[erlang-questions] A question of style

Thu Mar 19 01:43:04 CET 2015

On 18/03/2015, at 2:55 am, Joe Armstrong <erlang@REDACTED> wrote:
> The other day I was writing a program that called some library code
> that I had written.
> 
> The library had a routine that could parse a string:
> 
>    -module(my_lib).
>    -export([parse_string/1]).
>     ...
> 
> In the code I was writing I had a binary B containing a string that I
> wanted parsing.

For one thing, it's always possible to have
two modules:

   -module(my_lib_core).
   -export(... only the things that *have* to be exported ...).

   -module(my_lib).
   -export(... everything from my_lib_core ...)
   -export(... a whole bunch of convenience functions ...).

A module should encapsulate something, hide some information.
If it is impossible or very difficult to implement some
function without access to that information, then that
function, or something to support it, belongs in the module.
Also if putting the function (or support element) inside the
module will make a practically important difference to space
or time costs, consider putting it in the module.

Otherwise, if something *can* stay outside the core module,
it *should* stay outside the core.

One important exception is if you decide to change the
interface.  If you found that parse_binary/1 was needed
more often than parse_string/1, you might make that the
core function, in which case the old function ought to
move out, but you might leave it in for a release or two
to support old clients.

Doing this keeps the core simpler, easier to test, and easier
to document.  It also makes the core *easier to use*, in the
sense that someone who wants to use it has less to learn and
fewer mistakes to make.

In the case of string -vs- binary, the conversion *can* be
done outside the module, and it's not likely to make any
difference to performance putting it outside.

> So is this true:
> 
>    easy to use the library == not easy to understand the library code

It depends on what you mean by "easy to use".
If you mean "does not require writing much if any glue
code", possibly.  If you mean "easy to write code that
uses the library correctly", maybe not.

In the specific case of text, you are *never* going to
handle all the ways people might want to represent text.

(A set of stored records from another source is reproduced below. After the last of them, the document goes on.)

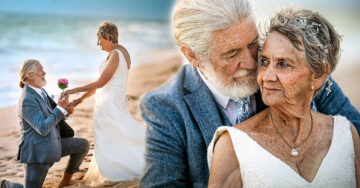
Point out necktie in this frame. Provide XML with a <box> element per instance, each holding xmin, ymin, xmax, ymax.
<box><xmin>230</xmin><ymin>96</ymin><xmax>254</xmax><ymax>124</ymax></box>
<box><xmin>41</xmin><ymin>89</ymin><xmax>51</xmax><ymax>106</ymax></box>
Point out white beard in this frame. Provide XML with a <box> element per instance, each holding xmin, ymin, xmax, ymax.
<box><xmin>203</xmin><ymin>61</ymin><xmax>259</xmax><ymax>99</ymax></box>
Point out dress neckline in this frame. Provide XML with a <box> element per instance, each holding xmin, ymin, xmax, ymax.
<box><xmin>230</xmin><ymin>116</ymin><xmax>337</xmax><ymax>184</ymax></box>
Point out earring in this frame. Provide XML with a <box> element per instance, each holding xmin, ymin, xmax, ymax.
<box><xmin>326</xmin><ymin>78</ymin><xmax>333</xmax><ymax>96</ymax></box>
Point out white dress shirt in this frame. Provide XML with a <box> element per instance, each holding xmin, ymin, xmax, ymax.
<box><xmin>27</xmin><ymin>85</ymin><xmax>68</xmax><ymax>116</ymax></box>
<box><xmin>196</xmin><ymin>68</ymin><xmax>256</xmax><ymax>125</ymax></box>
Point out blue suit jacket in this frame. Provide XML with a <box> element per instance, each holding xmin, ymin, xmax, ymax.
<box><xmin>140</xmin><ymin>65</ymin><xmax>360</xmax><ymax>187</ymax></box>
<box><xmin>18</xmin><ymin>85</ymin><xmax>65</xmax><ymax>164</ymax></box>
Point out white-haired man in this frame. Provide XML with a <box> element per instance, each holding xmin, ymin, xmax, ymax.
<box><xmin>140</xmin><ymin>0</ymin><xmax>360</xmax><ymax>187</ymax></box>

Taking a Smalltalk perspective here,
if there is a parsing function, I would like
to be able to give it
 - a string
 - a stretchy string (think StringBuffer)
 - a decoded byte array
 - an external file
 - ...
and the best way to do that is to provide a
*stream* of characters.  Something that accepts that
is "easy to understand" (only one interface method)
and "easy to use".  I can use the *same* technique to
convert a character source to a stream no matter which
parser I'm giving it to:
    JSON parse: aString readStream
    XML parse: anotherString readStream
    (FileStream read: 'foo.json') bindOwn: [:s | JSON parse: s]
    (FileStream read: 'bar.xml' ) bindOwn: [:s | XML parse: s]
It's actually *better* than having a lot of so-called
convenience methods, because each thing that accepts a stream
can be combined with *any* way of making a character stream.

So I suggest a paradox: a "lean" module may be *easier* to
use than a "rich" module with a lot of special cases.

Hmm.  Excuse me while I go and rewrite a module or two...